Months after the death of Don Henry and Kevin Ives, their parents announced that they had enlisted the help of Dr. James Garriot of San Antonio, Texas. Garriot had concluded that it was highly unlikely for THC exposure to cause the effects stated in Malak’s report. Toxicologist Dr. Arthur J. McBray of North Carolina agreed, even going as far as calling Malak’s conclusion “very bizarre.”
“Every time he would try to find out something, it seemed like he would meet resistance from different authorities . . . and we weren’t getting anywhere,” Larry Ives, Kevin’s father, said in a statement.
The reopening of the Henry and Ives case
The day after Ives’s and Henry’s family held the press conference, the authorities were forced to reopen the investigation. Prosecutor Richard Garrett requested for the bodies to be exhumed for a second autopsy. The findings shocked not just their families but the entire country as well.
The reports concluded that the boys smoked one to three marijuana cigarettes, a far cry from the 20 sticks Malak had stated earlier. One of the boys was already dead by the time their bodies were laid on the tracks, while the other was still alive but unconscious before the train crushed them to death. After coming up with the conclusion, the grand jury reversed the original findings from “accidental death” to “probable homicide.”
And then there was the issue of the green tarp.
The green tarp was apparent in the first report made by Shroyer and the train crew. Neither of the boys were known to have owned anything like it. So Garrett wanted to know why they were covered with a green tarp and who placed it over them in the first place.

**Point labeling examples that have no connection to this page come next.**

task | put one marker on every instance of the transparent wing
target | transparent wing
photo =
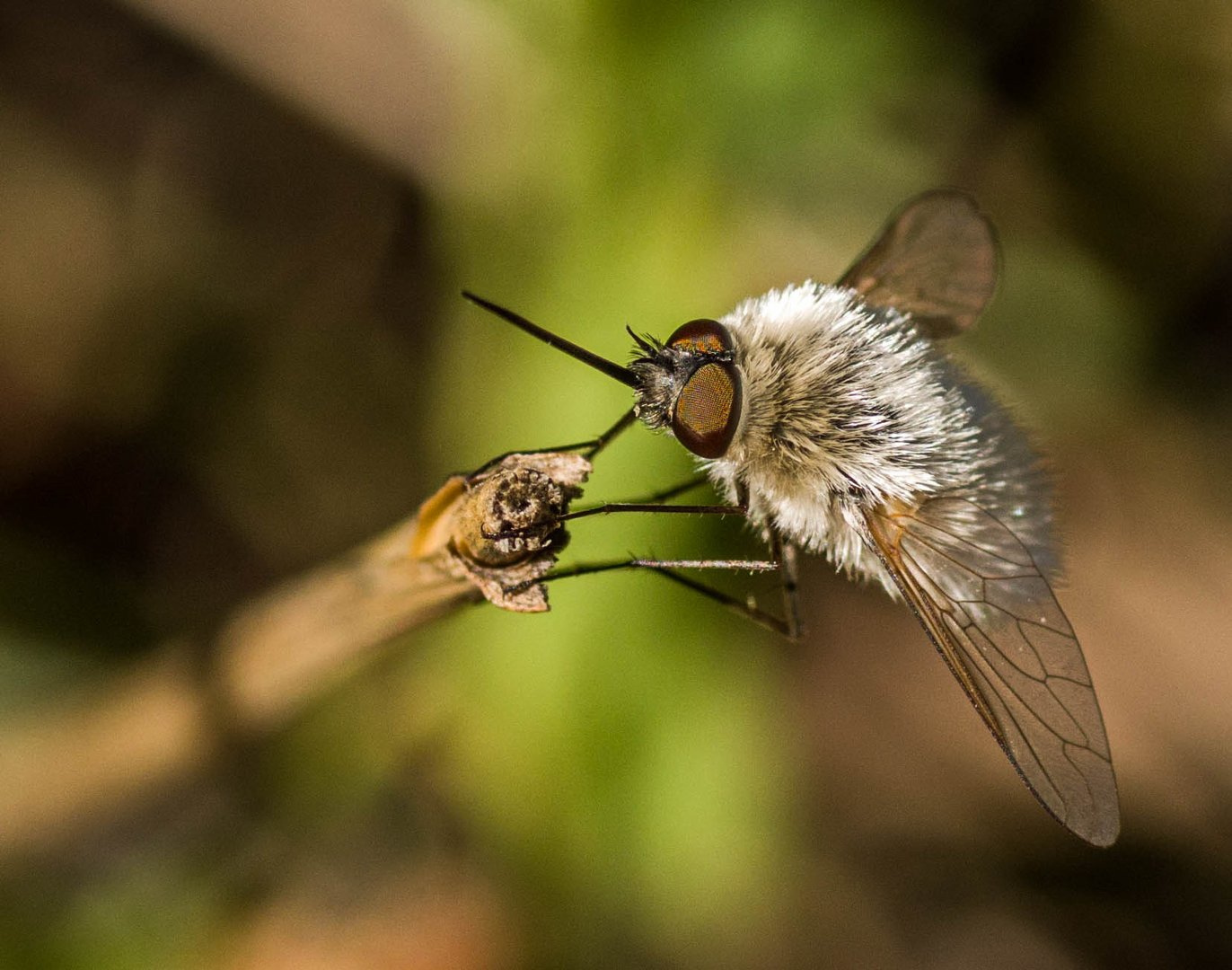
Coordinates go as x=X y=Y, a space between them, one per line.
x=994 y=619
x=936 y=259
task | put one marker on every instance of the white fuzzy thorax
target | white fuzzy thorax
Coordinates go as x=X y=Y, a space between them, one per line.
x=845 y=408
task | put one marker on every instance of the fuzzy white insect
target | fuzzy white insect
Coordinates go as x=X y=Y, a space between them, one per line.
x=833 y=418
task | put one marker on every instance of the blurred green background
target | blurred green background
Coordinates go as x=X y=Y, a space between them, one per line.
x=232 y=347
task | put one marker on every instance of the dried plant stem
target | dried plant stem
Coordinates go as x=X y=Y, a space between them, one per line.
x=163 y=722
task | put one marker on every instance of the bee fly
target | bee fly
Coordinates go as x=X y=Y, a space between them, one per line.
x=834 y=420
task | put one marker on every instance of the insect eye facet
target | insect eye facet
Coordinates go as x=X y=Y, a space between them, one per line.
x=708 y=410
x=702 y=337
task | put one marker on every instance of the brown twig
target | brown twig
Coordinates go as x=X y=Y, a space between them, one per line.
x=480 y=536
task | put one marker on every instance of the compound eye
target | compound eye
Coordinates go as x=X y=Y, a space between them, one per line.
x=702 y=337
x=708 y=410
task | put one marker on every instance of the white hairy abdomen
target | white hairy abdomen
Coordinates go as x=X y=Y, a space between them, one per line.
x=847 y=408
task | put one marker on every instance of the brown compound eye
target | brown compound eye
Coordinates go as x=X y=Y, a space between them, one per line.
x=708 y=410
x=704 y=337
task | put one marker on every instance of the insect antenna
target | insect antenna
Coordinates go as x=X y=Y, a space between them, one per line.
x=600 y=364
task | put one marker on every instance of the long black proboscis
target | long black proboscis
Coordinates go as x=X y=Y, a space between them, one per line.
x=600 y=364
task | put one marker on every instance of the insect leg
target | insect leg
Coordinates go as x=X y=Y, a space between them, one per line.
x=656 y=503
x=589 y=449
x=745 y=608
x=785 y=553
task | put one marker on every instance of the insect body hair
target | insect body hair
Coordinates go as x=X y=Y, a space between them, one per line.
x=849 y=407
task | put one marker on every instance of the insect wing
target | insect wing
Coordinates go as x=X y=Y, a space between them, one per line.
x=936 y=259
x=996 y=622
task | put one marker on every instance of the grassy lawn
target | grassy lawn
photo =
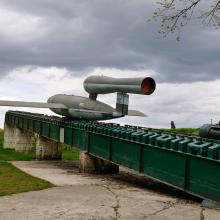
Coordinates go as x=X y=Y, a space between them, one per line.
x=13 y=180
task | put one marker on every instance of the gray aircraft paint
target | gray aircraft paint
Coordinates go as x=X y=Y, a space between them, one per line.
x=79 y=107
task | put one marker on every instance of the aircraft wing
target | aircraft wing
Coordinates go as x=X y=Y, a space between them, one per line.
x=32 y=104
x=136 y=113
x=87 y=111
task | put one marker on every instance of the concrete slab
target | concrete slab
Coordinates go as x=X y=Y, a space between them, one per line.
x=83 y=196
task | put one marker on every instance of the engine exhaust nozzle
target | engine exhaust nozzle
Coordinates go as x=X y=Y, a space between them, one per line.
x=104 y=85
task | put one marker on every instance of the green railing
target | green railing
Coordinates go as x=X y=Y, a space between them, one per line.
x=189 y=163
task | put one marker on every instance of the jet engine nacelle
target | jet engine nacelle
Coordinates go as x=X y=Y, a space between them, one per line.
x=103 y=85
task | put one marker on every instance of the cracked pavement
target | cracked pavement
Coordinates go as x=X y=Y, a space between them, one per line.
x=100 y=197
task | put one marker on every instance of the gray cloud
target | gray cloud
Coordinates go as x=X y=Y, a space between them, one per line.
x=88 y=34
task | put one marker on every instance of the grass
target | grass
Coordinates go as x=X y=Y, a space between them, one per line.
x=13 y=180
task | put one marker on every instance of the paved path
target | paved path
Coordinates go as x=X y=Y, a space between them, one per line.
x=86 y=197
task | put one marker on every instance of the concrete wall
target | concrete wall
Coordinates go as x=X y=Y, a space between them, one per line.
x=47 y=149
x=90 y=164
x=18 y=139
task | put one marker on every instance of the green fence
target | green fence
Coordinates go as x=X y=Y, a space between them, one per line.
x=188 y=163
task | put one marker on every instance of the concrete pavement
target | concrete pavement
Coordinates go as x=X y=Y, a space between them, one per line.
x=86 y=197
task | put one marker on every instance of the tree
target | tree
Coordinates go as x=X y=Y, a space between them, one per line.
x=175 y=14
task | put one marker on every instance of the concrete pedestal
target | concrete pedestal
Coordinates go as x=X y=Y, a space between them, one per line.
x=91 y=164
x=24 y=141
x=18 y=139
x=47 y=149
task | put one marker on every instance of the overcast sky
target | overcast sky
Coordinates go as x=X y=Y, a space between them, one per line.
x=50 y=46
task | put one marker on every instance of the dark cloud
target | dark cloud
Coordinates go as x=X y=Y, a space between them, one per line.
x=86 y=34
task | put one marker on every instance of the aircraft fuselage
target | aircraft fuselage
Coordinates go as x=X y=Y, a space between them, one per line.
x=79 y=107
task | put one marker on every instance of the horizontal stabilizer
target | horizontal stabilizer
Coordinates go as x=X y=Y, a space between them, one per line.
x=136 y=113
x=32 y=104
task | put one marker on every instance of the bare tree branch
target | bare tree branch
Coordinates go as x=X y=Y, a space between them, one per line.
x=175 y=14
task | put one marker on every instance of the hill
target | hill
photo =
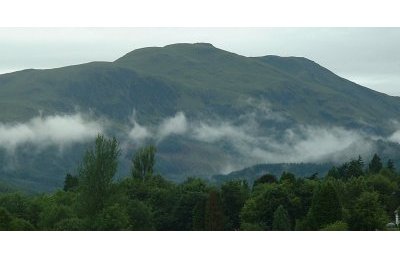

“All four of the people on the train who were able to observe the scene prior to the accident stated that the boys were partially covered by a green tarp,” Garret said.
To make things even stranger, the tarp in question was nowhere in sight when authorities scoured the scene.
The train deaths suspects
This brings back the initial question: who killed Don Henry and Kevin Ives? One intriguing lead surfaced not too long after their deaths. Several eyewitnesses claimed to have seen a suspicious man dressed in military garb walking along the tracks a week before the boys were found dead. Police officer Danny Allen spotted the man with his own eyes and even stopped to question him. As soon as he approached, the man suddenly opened fire. On the night Kevin and Don died, witnesses once again saw the man heading down a road less than 200 yards from where the boys’ bodies were found.
So did this man have anything to do with it? Many seem to think so, including the family of the boys.
As it would turn out, key witnesses of the crime began to fall one by one. One of them was Gregory Collins, who allegedly had information to present to the grand jury in regard to Kevin’s and Don’s death, died from a gunshot wound to the head. The coroner ruled Collins’s death as suicide.
Many speculated that the boys had stumbled upon an illegal drug operation funded by the government. The man seen by the eyewitnesses was likely connected to the whole thing, he could even be one of those responsible for murdering the poor teens. An autopsy conducted by an expert pathologist later in the case would even reveal cuts in Don Henry’s shirt, possibly signifying that he was stabbed before being placed on the train tracks to die.
The tragic deaths of Don Henry and Kevin Ives remain unsolved to this day.